During one of our initial class discussions, we went around and stated what projects or tools interested us or what we wanted to know more about. I stated that I was interested in the DPLA (Digital Public Library of America) and they do a great job of aggregating data from a range of cultural institutions throughout the country (and they make it pretty easy to access the data): https://dp.la/info/developers/
Where would the state of information be if Google didn’t have some handle on aggregating data???
Open Knowledge International has put together http://dataportals.org/
Their mission statement is very noble indeed: “We want to see enlightened societies around the world, where everyone has access to key information and the ability to use it to understand and shape their lives; where powerful institutions are comprehensible and accountable; and where vital research information that can help us tackle challenges such as poverty and climate change is available to all.”

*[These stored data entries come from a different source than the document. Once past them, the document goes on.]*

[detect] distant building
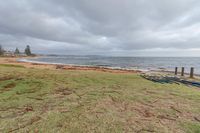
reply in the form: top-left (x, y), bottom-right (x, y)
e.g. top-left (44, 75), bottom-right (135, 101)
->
top-left (3, 51), bottom-right (27, 57)
top-left (4, 51), bottom-right (15, 56)
top-left (18, 53), bottom-right (27, 56)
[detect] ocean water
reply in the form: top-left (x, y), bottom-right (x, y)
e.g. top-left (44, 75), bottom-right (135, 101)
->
top-left (19, 55), bottom-right (200, 74)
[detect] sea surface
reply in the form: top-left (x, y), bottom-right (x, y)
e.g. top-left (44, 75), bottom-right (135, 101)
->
top-left (19, 55), bottom-right (200, 74)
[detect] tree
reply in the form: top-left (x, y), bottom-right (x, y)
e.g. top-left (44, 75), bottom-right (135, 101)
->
top-left (24, 45), bottom-right (32, 56)
top-left (14, 48), bottom-right (20, 55)
top-left (0, 45), bottom-right (4, 55)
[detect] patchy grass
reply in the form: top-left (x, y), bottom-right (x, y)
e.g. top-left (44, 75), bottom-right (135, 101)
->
top-left (0, 65), bottom-right (200, 133)
top-left (0, 64), bottom-right (25, 68)
top-left (182, 122), bottom-right (200, 133)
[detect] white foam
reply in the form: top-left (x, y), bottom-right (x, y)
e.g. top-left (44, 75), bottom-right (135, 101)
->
top-left (17, 58), bottom-right (149, 72)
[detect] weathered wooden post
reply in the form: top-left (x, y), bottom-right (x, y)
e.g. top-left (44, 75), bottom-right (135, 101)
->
top-left (181, 67), bottom-right (184, 76)
top-left (190, 67), bottom-right (194, 78)
top-left (175, 67), bottom-right (178, 75)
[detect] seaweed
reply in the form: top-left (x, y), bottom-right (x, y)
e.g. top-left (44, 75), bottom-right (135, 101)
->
top-left (141, 74), bottom-right (200, 88)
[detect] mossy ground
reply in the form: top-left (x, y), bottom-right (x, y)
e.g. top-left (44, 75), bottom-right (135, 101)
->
top-left (0, 65), bottom-right (200, 133)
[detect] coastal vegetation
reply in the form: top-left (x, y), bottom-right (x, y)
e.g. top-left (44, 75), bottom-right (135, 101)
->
top-left (24, 45), bottom-right (32, 56)
top-left (0, 64), bottom-right (200, 132)
top-left (0, 45), bottom-right (34, 57)
top-left (0, 45), bottom-right (4, 55)
top-left (14, 48), bottom-right (20, 55)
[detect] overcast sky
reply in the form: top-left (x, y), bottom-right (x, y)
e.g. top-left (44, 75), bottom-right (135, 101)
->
top-left (1, 0), bottom-right (200, 56)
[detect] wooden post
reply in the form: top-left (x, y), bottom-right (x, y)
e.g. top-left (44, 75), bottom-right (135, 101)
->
top-left (175, 67), bottom-right (178, 75)
top-left (190, 67), bottom-right (194, 78)
top-left (181, 67), bottom-right (184, 76)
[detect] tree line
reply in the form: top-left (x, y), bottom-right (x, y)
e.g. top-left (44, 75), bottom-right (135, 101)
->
top-left (0, 45), bottom-right (32, 56)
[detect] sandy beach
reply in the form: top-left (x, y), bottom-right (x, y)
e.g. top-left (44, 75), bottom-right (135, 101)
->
top-left (0, 57), bottom-right (140, 73)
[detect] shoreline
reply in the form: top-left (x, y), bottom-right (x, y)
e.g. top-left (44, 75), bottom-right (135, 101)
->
top-left (1, 57), bottom-right (197, 77)
top-left (0, 57), bottom-right (141, 73)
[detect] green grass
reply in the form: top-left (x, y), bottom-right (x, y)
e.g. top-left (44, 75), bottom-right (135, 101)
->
top-left (182, 122), bottom-right (200, 133)
top-left (0, 64), bottom-right (25, 68)
top-left (0, 65), bottom-right (200, 133)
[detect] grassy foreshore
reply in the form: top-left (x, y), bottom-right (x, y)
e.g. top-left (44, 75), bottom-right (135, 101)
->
top-left (0, 58), bottom-right (200, 133)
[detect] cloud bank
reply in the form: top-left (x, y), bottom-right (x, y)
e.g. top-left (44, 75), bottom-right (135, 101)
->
top-left (0, 0), bottom-right (200, 56)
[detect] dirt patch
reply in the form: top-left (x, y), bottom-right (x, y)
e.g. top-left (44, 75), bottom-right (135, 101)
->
top-left (170, 106), bottom-right (182, 114)
top-left (3, 83), bottom-right (16, 89)
top-left (31, 63), bottom-right (41, 65)
top-left (8, 116), bottom-right (41, 133)
top-left (157, 115), bottom-right (177, 121)
top-left (194, 116), bottom-right (200, 122)
top-left (56, 65), bottom-right (65, 69)
top-left (133, 107), bottom-right (155, 118)
top-left (0, 105), bottom-right (34, 119)
top-left (145, 90), bottom-right (158, 95)
top-left (0, 76), bottom-right (13, 81)
top-left (54, 87), bottom-right (74, 96)
top-left (15, 78), bottom-right (23, 81)
top-left (27, 96), bottom-right (43, 101)
top-left (23, 105), bottom-right (34, 112)
top-left (0, 83), bottom-right (16, 93)
top-left (137, 128), bottom-right (155, 133)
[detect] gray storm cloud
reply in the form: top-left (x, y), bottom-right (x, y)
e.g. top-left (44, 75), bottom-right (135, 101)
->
top-left (0, 0), bottom-right (200, 56)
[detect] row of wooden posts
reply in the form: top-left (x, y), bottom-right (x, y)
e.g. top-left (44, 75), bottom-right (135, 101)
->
top-left (175, 67), bottom-right (194, 78)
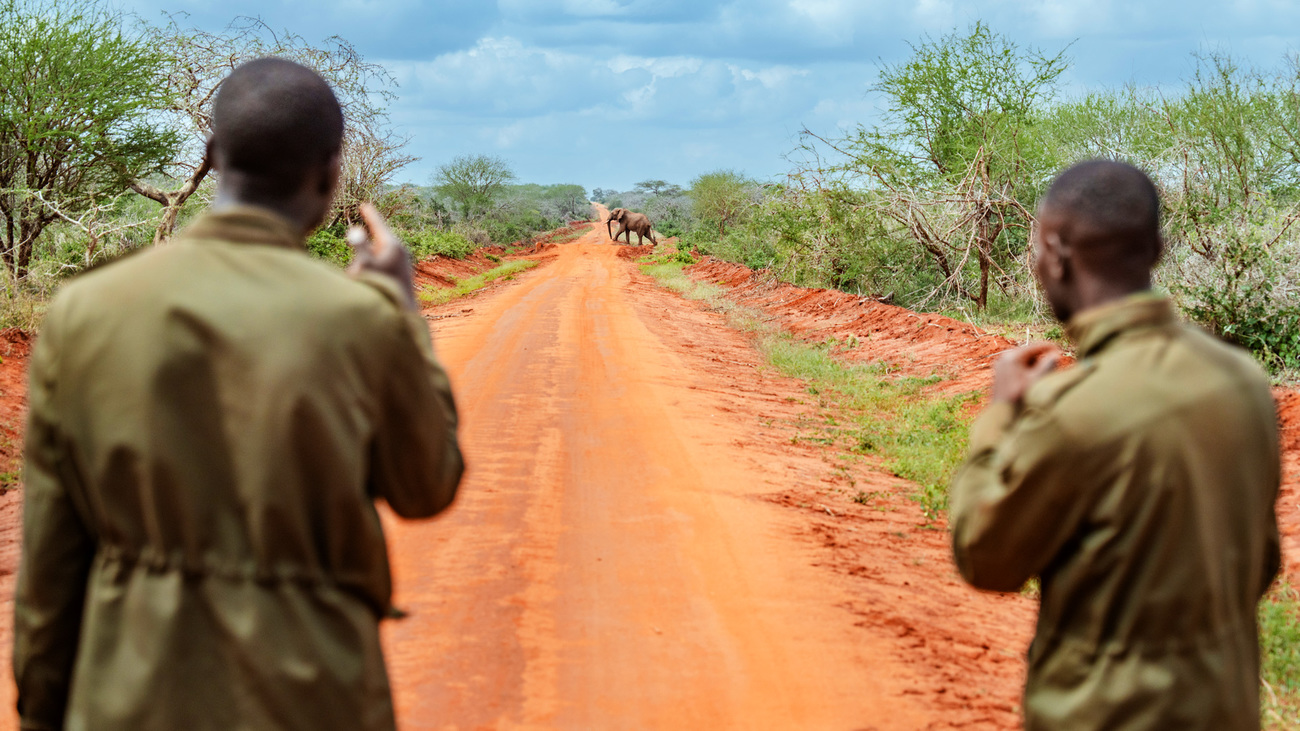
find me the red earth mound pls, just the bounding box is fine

And a few other sources I’ve found (and there are so many more!):
- http://about.jstor.org/service/data-for-research
- https://www.icpsr.umich.edu/icpsrweb/
- http://data.un.org/
- http://gdeltproject.org/about.html
- http://wiki.dbpedia.org/
- http://www.pewinternet.org/datasets/
- http://www.datacenter.org/research-tools/web-resources/
Forbes.com published a helpful list off 33 free big data sets earlier this year: http://www.forbes.com/sites/bernardmarr/2016/02/12/big-data-35-brilliant-and-free-data-sources-for-2016/#87796d267961
So much data is out there, but not in one place. Also, for the workshop participant inquiring about theater data, there does not seem to be a database for them. Although, for the record, they were only inquiring about theater data as a hypothetical and did not claim to actually be interested in that line of scholarship! It is my hope that more projects develop and the spirit of openness adopted by many scientific and government communities permeates across the spectrum of disciplines and industries so that one day there will be a database of all data.